Выроненная ложка резко зазвенела серебром о тарелку.
— Перестаньте же!..
И разом в добродушной атмосфере обеденного часа зазвенели раздражение, боль и сдерживаемые слезы.
— Над чем издеваетесь? Что смешного?.. Почему строить мосты или растолковывать рабочим их положение, это можно делать, это серьезно, это не смешно. А я что хотела сделать, это смешно, над этим надо издеваться?.. Ах, оставьте, дайте же мне сказать!.. Ну, что смешного?! Темные, невежественные люди без всякой медицинской помощи валяются, как животные... Да ведь я понимаю и вовсе не думала лечить... Не так же я глупа. Ведь они же ничего, ничего не знают, не понимают. Сам же ты, Коля, рассказывал, землекоп занозил ногу. Только б вынуть занозу, промыть, завязать, был бы здоров человек, а он на пятый день умер, набил грязи, заразился. Поймите же, им нужен человек, который — куда уж там лечить!.. — просто бы посоветовал, что в каждом данном случае нужно сделать: обратиться ли к врачу, или есть простые, обыкновенные средства, всем известные, вроде того, что перевязать чисто ногу. Что тут смешного?.. Над чем издеваться!.. Ведь они — как дети беспомощные...

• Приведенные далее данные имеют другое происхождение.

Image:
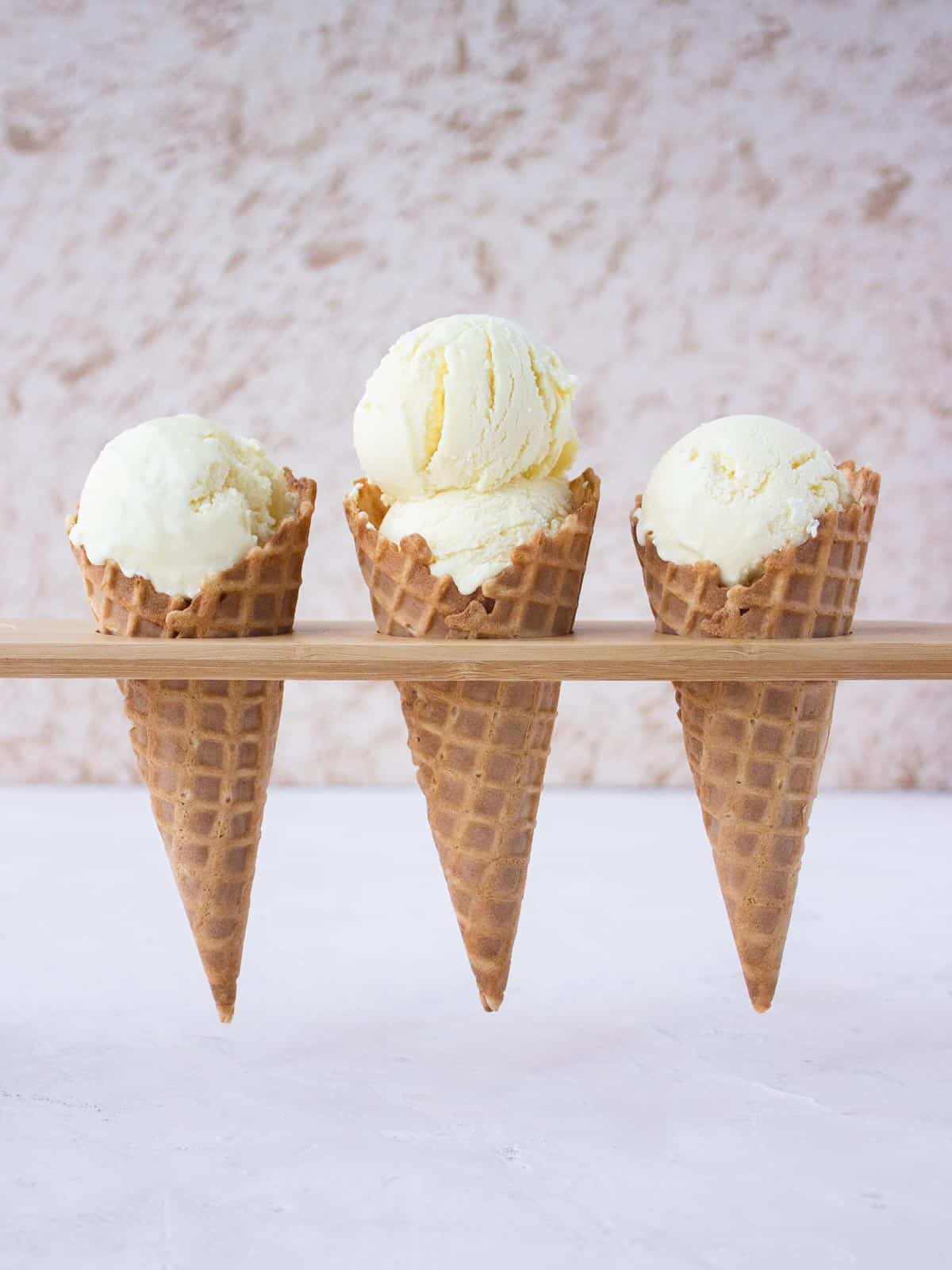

— Леля, голубчик, что ты!..
— Ленуся, да ты не так поняла, постой!..
И оба наперерыв стали поправлять.
— Ты не поняла. Вовсе не твоя попытка смешна, а я вспоминаю алчные рожи и разгоревшиеся глаза этого сброда...
— Леля, — брат серьезно взъерошил волосы, — всякая человеческая деятельность двояка... с двух точек зрения оценивается... — И, как бы ставя ее на равную ногу, сердито заговорил: — Или поступки мои социальны, или они исключительно для личного благоудовлетворения. Всякая благотворительность, филантропия — исключительно для собственного благоутробия, вроде того, как хорошо наворовавшиеся купцы ходят в церковь, бьют поклоны, ставят свечи...
Но она не дала ему докончить и с чисто женской непоследовательностью набросилась:
— Да ты-то... ты сам... ты идешь к рабочим, потому что противно играть в карты, пить, потому что тебе это нужно, для твоего благоудовлетворения... Оставь пожалуйста...
Брат рассмеялся, как бы говоря: ты — ребенок, прелестный, милый, но ребенок.
— Хорошо благоудовлетворение, как очутишься в тюрьме, да параши станешь нюхать, да выносить...
Но она опять с той же внешней непоследовательностью, но с внутренней несомненной логичностью продолжала, сдерживая нервно вздрагивающие губы и не давая ему говорить:
— Разве я не понимаю!.. Я бы сама пошла... с радостью бы отдалась этой работе... Но ведь... Но ведь... У меня Ка...тя... Ка...тюша... — Слезы брызнули. — Я... не мо...гу, у ме…ня ребенок... Я по...ни...маю, для вас я одно: скучающая ба...ры...ня...
Тогда они оба бросились к ней, чувствуя свою вину только в том, что она — женщина, что она слаба, что не про нее писана логика.
— Ну, Леля, ну, что ты... послушай, так же нельзя!..
— Леля, нельзя так нервничать... ты, наконец, не так нас поняла...
Она ушла и заперлась у себя.
Инженер подошел к окну, побарабанил, задумчиво глядя в степь.